Don’t forget to check out what we’re cookin’ in the Scullery (here) and what we all talked about down in the pub (here). And to see more of Robin Gott’s humor–all from the only pen carved from a human funny bone–click here.

10 thoughts on “Sibling revelry

  1. Smelley,

    Flatulence will get you everywhere, I appreciate your historical… sorry, I meant hysterical laments of our youth. Oh, wait… that was me reliving the “lemon flavored” snow cone the three of you made me eat. I was so, um, gastronomically negligible and undereducated then.

    I do, however, still dream for the days to return to the pier with you, the bag of cereal, milk and whatever change you would be able to “muster” from Dad’s coin jar or sock drawer for us to play Pacman down at the trailer court campsite. What a site, no pun intended. We’ve come a long way, eh? (Please tell me you haven’t passed on the snow cone trick to your kin).

    ‘Tis nearly the season (more snowstorms pending) for foraging on the Peninsula for fresh local morels, fiddlehead ferns, ramps, asparagus, puffballs, chives, chanterelles… I could go on. The season this year should be grand, God willing and the creek don’t rise. Last year was a lower harvest. I only found around twenty pounds of morels; 2/3rds of which of course I bartered away… a favorite way of receiving other needed services for the house, truck, or a nice local dinner. The other 1/3rd at $50/pound was good for buying my girls their wish list Sunday tea dresses. Mind you, we ate well as plucking bunnies and trout was aplenty last spring.

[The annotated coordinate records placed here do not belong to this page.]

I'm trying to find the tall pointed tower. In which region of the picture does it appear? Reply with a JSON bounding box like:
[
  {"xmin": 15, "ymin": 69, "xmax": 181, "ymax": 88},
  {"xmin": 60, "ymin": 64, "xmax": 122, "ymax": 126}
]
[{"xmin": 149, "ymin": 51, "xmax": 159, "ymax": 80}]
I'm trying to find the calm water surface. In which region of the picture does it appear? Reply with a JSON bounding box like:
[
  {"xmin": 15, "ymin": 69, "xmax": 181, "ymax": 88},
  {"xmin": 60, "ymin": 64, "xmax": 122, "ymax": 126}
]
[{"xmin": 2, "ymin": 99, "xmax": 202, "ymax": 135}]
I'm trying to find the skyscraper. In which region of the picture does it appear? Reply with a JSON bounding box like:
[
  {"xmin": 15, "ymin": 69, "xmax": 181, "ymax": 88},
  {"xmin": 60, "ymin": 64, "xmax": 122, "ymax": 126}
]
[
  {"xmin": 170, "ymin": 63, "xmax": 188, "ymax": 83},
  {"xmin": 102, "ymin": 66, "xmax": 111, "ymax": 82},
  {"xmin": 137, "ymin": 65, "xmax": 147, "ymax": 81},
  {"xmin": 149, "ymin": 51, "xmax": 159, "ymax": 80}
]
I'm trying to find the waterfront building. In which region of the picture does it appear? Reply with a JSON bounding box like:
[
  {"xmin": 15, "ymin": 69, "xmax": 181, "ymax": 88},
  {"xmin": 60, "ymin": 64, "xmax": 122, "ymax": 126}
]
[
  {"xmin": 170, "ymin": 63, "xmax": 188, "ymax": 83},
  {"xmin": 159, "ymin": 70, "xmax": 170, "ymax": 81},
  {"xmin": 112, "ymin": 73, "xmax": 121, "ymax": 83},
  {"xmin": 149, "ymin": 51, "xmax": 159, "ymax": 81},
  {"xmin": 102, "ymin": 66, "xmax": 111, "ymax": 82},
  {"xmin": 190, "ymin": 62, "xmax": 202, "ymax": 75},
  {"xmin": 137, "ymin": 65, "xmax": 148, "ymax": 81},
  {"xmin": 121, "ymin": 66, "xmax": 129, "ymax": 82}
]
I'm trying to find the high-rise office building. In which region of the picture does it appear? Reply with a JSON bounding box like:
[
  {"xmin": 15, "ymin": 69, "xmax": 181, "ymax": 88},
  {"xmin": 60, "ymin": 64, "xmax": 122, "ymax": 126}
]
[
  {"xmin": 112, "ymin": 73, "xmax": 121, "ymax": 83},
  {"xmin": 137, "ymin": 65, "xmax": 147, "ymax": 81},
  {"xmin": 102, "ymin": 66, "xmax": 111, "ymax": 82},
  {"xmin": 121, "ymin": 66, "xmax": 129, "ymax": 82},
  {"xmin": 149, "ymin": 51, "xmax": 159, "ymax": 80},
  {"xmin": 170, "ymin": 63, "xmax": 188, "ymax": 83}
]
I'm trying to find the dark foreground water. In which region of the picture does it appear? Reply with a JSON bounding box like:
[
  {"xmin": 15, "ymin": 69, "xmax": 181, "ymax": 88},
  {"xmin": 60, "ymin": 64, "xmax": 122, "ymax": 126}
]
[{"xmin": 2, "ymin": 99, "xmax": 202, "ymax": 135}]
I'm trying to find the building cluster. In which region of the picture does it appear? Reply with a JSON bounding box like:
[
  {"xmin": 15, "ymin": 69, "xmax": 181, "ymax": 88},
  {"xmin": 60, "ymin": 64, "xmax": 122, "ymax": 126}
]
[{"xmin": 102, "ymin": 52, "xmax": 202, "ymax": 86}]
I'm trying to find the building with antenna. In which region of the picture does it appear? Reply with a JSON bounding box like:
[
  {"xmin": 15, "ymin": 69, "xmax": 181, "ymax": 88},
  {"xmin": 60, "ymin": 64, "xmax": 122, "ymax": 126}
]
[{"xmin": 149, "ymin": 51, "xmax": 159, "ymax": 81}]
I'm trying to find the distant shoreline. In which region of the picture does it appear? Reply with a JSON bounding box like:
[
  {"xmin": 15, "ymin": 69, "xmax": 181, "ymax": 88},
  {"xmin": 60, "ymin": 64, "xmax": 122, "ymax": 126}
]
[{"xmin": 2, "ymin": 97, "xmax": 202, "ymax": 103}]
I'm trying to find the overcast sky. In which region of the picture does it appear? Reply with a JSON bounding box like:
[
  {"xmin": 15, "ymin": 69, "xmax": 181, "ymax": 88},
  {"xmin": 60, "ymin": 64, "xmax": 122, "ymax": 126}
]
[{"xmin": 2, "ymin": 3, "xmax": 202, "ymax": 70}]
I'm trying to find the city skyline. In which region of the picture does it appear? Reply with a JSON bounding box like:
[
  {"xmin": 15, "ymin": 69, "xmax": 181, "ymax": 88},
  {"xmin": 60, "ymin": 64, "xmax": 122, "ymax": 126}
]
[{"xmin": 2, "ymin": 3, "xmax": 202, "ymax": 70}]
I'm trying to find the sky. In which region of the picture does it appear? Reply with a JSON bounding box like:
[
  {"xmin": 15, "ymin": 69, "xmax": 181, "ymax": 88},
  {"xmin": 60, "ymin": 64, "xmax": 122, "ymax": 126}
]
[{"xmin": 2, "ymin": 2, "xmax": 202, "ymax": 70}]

    I should go as I need to remember this isn’t my blog. Wonderful article and great memories, even the torturous ones of growing up with three intellectually superior sisters. Thanks for letting me survive.

    God bless,

    Stoshu 🙂

    • Okay, I’d have to agree, morels, fiddleheads, ramps and the lot sound overwhelmingly better than a diet of blueberries and wintergreen leaves washed down with a handful of algae green lake water. Your foraging skills have improved considerably. I’m still trying to save up pizza money. 😉

  2. OH MY HOLY NUTCRACKER THAT PICTURE IS WHAT I DON’T EVEN.
    Also yes, Unkle Stoshu, I know the snowcone trick all too well. Genetics, you see.

  3. Love the cartoons, pity your brother (not)! My boys like to play with sticks, too. They originally tried to make my daughter the bad guy, who they would then kill, but I convinced them that she was the princess they needed to save, and the trees were the bad guys. Whew. Still sticks.

      • At age 4, she’s too little for a really big stick, but she has a fierce growl. She also hits first and questions after. I don’t worry about her. Her brothers are another issue entirely! 🙂

    • I am really lucky, Tana. It’s a wonderful thing to grow up with a guy who makes you miserable in your youth and find that all the pictures you saved from your childhood – the ones where he’s continually frolicking around in women’s lingerie – have finally come in handy. Blackmail is a nifty device to orchestrate the preferred treatment when it comes to siblings.
      And all kidding aside, I think he’s a pretty special guy.
      But I still have the pictures.